To get more insight, we reached out to Lee Rainie, Director of Internet and Technology Research, who co-authored the study with Paul Hitlin at the Pew Research Center.
Why is this research important?
Lee Rainie (LR): We did this research to explore a central aspect of the web/app ecosystem related to data collection and ad targeting.
Most commercial sites, from social media platforms to news outlets to online retailers, collect a wide variety of data about their users’ behaviors.
Companies and organizations use this data to deliver content and recommendations based on users’ interests and traits, and to allow advertisers to target ads to relatively precise segments of the public.
The issues we tried to explore in the context of Facebook are:
How well do Americans understand these algorithm-driven classification systems?
How much do they think their lives lineup with what gets reported about them?
Does the data reflect trust issue between Facebook/advertisers and users?
LR: We actually did not ask about trust. Our central questions focused on:
What did the respondent in our survey see when they looked at their ad-preferences page?
Did they know Facebook maintained information listing their interests and traits?
How comfortable were Facebook users with the platform compiling this information?
And how accurately did they think those listings represented them?
Clearly, a notable share of Facebook users didn’t know about these practices and about half were not comfortable with Facebook compiling the information – which of course, means that half were at least somewhat comfortable with the compilation of those lists.
We don’t often ask in our polls why people don’t know things or don’t use things, so we don’t have any insights specifically about why people didn’t know Facebook collected and displayed some material about them.
We have found over the years in our array of privacy research that Americans often aren’t aware or are confused about what is happening with their data: how it’s collected, how it’s used, what third parties might have access to it. These findings certainly fit with that broad pattern.
What are the key takeaways for advertisers?
LR: One main takeaway is that despite efforts by online entities to explain how they collect and use data there is still a share of the population that isn’t aware of that and a share that isn’t comfortable with that.
Another interesting insight in our data is that the more accurate users thought a portrait of them was, the more likely they were to feel comfortable with the profiling process.
Are there any questions you wish you would have included?
LR: This is any researcher’s pain point. There are always more questions to ask and more context to understand, especially on issues like this.
A major finding of ours in a different survey was that the context of personal data sharing is enormously important.
Their decisions about sharing personal information depend on the individual, their circumstances at the moment, nature of the bargain being offered, the nature of the risk in sharing and several other things.
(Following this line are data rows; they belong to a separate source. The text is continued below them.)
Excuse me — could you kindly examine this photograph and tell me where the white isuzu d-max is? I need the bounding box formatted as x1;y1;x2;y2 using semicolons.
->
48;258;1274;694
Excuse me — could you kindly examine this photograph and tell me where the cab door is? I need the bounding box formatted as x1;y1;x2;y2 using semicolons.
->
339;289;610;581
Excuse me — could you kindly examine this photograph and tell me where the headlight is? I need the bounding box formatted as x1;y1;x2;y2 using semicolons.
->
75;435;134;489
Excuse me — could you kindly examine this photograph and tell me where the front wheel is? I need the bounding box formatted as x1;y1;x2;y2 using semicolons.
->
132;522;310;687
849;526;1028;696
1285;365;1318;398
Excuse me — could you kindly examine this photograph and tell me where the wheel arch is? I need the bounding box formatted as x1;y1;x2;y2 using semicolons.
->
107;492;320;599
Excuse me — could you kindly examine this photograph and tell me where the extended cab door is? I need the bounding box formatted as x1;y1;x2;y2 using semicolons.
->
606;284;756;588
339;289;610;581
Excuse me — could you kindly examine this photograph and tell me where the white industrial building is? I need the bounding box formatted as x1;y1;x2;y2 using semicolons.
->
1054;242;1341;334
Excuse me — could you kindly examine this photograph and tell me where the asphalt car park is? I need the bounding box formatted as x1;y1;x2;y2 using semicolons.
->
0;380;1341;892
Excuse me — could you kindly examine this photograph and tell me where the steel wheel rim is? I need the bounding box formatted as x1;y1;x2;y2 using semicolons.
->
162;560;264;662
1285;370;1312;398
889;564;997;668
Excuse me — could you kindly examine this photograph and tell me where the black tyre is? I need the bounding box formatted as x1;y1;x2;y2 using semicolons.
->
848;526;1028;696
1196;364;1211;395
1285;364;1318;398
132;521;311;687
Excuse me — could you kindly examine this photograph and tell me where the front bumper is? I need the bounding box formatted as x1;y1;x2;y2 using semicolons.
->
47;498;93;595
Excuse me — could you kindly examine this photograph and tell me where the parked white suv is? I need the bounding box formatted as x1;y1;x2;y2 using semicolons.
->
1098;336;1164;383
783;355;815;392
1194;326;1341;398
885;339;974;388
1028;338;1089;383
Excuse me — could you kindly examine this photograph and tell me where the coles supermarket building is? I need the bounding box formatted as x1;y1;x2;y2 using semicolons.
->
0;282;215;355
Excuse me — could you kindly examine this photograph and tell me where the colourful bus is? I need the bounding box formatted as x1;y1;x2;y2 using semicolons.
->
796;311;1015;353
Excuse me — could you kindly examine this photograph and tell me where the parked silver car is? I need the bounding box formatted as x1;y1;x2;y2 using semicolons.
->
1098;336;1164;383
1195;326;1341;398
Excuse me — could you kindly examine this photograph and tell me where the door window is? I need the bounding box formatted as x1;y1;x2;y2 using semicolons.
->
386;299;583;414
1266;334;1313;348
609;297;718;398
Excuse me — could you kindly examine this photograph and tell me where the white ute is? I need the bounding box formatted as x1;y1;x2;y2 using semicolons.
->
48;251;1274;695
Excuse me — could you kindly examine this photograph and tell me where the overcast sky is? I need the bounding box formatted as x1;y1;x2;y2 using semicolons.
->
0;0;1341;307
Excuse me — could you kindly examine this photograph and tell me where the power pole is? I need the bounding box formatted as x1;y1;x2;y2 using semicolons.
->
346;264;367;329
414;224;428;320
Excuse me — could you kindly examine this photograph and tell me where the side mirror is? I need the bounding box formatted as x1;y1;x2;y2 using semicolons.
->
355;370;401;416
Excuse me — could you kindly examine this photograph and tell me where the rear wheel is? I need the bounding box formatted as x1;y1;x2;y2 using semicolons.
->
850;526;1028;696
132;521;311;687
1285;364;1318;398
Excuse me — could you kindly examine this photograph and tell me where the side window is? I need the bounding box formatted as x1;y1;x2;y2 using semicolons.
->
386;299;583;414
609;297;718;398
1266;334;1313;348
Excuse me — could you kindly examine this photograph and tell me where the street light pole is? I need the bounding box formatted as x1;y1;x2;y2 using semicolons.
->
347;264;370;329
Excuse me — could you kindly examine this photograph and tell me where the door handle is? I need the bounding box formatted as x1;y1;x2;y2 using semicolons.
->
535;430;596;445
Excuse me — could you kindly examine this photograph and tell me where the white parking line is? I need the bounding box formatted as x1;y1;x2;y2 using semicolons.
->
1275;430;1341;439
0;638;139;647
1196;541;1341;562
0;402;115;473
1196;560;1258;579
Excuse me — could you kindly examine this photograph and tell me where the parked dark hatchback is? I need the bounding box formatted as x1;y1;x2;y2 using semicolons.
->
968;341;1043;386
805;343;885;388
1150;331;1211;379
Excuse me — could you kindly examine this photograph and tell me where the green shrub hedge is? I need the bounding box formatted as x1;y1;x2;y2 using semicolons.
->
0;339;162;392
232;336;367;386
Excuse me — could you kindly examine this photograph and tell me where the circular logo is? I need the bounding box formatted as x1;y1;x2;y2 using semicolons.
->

My favorite passage from that report:
“These findings suggest that the phrase that best captures Americans’ views on the choice between privacy vs. disclosure of personal information is, ‘It depends.’ People’s views on the key tradeoff of the modern, digital economy – namely, that consumers offer information about themselves in exchange for something of value – are shaped by both the conditions of the deal and the circumstances of their lives.”
So, the list of questions that interest us is as long as our imaginations. People have rich, complicated, multi-layered lives and there is always more to learn about their circumstances and their thinking.
As a result of this research, advertisers are now armed with a deeper level of understanding of their audiences’ knowledge of personal data that is collected about them.